Zonamalang.com – Kabar menggegerkan Banyuwangi, dimana perbuatan dugaan pecelcehan seksual yang dilakukan oleh oknmum Kiai pondok pesantren di Kecamatan Sempu, Kabupaten Banyuwangi KH. S dibongkar dan dikawal oleh Yakuza Maneges, saat ini sudah tahap pemeriksaan di Polres Banyuwangi.
Sebelumnya, tercatat ada dua alumni atau santri yang pernah belajar di pesantren tersebut melaporkan kasus dugaan pelecehan seksual yang mereka alami kepada Yakuza Maneges. Tidak menunggu lama, Yakuza yang beranggota puluhan orang itu mendatangi pondok pesantren pada Rabu (1/7/2026) sekitar pukul 01.00 WIB untuk melakukan klarifikasi.
Dikatakan oleh ketau Yakuza Maneges Pacitan, Rony Panengah, jika tim Yakuza saat klarifikasi ini dipimpin langsung oleh Den Gus Thuba (DGT) langsung dalam mengawal laporan para korban. Sementara itu perwakilan Yakuza Maneges, Luluk, menyatakan terduga menerima kedatangan rombongan dan memberikan keterangan terkait tuduhan yang disampaikan para korban.
“Yang bersangkutan memberikan pengakuan sebagaimana yang disampaikan para korban. Setelah itu pihak kepolisian datang ke lokasi untuk melakukan olah TKP,” ujar Luluk.
Pengakuan daripada dua korban berinisial L dan A kepada Yakuza Maneges, bawha insinden pelecehan terjadi berulang kali pada tahun 2023. Mereka kompak menagatakan jika awalnya diminta memijat terduga pelaku sebelum tindakan tersebut berkembang menjadi dugaan kekerasan seksual.
Setelah sekian lama dan mereka tertekan dan tidak tenang secara psikologi, akhirnya kedua korban baru berani melaporkan peristiwa tersebut setelah keluar dari pondok pesantren. Luluk menimpali, jika saat ini kepolisian sudah mengamankan sejumlah barang yang diduga berkaitan dengan perkara tersebut saat melakukan olah tempat kejadian perkara.
Pimpinan Yakuza Maneges, Den Gus Thuba, menegaskan pihaknya akan terus mengawal laporan masyarakat terkait dugaan kekerasan seksual, khususnya di lingkungan pendidikan dan pondok pesantren.

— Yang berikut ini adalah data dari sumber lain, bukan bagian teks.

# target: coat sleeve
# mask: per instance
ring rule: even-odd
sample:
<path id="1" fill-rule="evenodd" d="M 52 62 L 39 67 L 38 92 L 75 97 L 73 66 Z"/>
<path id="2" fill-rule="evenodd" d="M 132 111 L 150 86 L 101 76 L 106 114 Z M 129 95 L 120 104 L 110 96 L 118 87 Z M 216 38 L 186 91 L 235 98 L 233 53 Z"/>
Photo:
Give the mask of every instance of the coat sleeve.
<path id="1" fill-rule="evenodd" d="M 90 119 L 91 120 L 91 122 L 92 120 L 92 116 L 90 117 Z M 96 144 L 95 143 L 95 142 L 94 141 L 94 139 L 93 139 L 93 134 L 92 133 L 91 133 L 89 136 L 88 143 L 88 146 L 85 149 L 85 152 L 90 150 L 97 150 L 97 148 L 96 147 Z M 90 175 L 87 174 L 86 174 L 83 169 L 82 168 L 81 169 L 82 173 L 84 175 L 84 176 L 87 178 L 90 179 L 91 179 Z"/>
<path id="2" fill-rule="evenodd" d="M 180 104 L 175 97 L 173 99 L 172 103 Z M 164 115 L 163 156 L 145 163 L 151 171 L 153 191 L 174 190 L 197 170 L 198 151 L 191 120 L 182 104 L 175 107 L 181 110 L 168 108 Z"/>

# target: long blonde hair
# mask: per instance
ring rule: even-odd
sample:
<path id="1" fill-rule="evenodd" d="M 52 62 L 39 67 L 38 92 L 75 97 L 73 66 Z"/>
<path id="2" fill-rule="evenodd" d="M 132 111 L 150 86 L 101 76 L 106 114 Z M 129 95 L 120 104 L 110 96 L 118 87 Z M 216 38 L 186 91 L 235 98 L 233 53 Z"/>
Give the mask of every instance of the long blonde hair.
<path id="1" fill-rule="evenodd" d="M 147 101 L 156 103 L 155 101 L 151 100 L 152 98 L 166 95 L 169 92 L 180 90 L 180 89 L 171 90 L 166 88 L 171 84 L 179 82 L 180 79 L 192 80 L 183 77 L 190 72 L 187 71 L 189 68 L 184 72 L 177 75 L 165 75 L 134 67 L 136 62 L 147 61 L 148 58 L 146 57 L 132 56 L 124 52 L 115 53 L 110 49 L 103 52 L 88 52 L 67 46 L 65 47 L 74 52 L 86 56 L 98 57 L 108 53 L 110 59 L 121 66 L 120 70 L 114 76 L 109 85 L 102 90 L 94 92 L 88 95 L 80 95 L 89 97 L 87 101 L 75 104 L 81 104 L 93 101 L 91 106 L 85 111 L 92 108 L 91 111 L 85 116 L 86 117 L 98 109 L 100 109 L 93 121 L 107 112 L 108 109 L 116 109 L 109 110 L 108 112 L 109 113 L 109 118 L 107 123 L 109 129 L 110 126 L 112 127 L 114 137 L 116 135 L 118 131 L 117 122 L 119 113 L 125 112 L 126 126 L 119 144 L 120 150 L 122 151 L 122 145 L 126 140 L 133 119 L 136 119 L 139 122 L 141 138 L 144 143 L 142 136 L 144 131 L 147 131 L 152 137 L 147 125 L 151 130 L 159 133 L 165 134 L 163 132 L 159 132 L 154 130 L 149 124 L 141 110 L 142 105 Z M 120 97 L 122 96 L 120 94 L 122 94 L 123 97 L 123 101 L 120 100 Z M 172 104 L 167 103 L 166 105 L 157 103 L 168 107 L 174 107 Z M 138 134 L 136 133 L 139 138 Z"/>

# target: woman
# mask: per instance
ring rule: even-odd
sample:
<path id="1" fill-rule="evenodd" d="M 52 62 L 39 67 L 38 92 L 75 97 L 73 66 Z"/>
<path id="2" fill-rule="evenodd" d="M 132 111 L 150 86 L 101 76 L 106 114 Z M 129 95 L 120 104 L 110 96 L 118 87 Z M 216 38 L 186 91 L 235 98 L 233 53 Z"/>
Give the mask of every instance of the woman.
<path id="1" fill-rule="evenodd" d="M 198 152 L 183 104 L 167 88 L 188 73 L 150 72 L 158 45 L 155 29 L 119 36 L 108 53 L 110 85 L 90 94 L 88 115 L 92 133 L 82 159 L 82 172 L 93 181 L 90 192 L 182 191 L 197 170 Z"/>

“Kami meminta aparat penegak hukum menangani perkara ini secara profesional, objektif, transparan, dan sesuai ketentuan hukum yang berlaku,” katanya.
Namun, sampai berita ini diterbitkan, KH. S masih menjalani pemeriksaan oleh penyidik Satreskrim Polres Banyuwangi. Sementara itu, kedua pelapor telah menjalani visum sebagai bagian dari proses penyidikan.
Media ini masih berupaya memperoleh keterangan resmi dari Polres Banyuwangi serta pihak pondok pesantren terkait perkembangan penanganan perkara tersebut. Sesuai asas praduga tak bersalah, status hukum terduga akan ditentukan berdasarkan hasil penyidikan aparat kepolisian.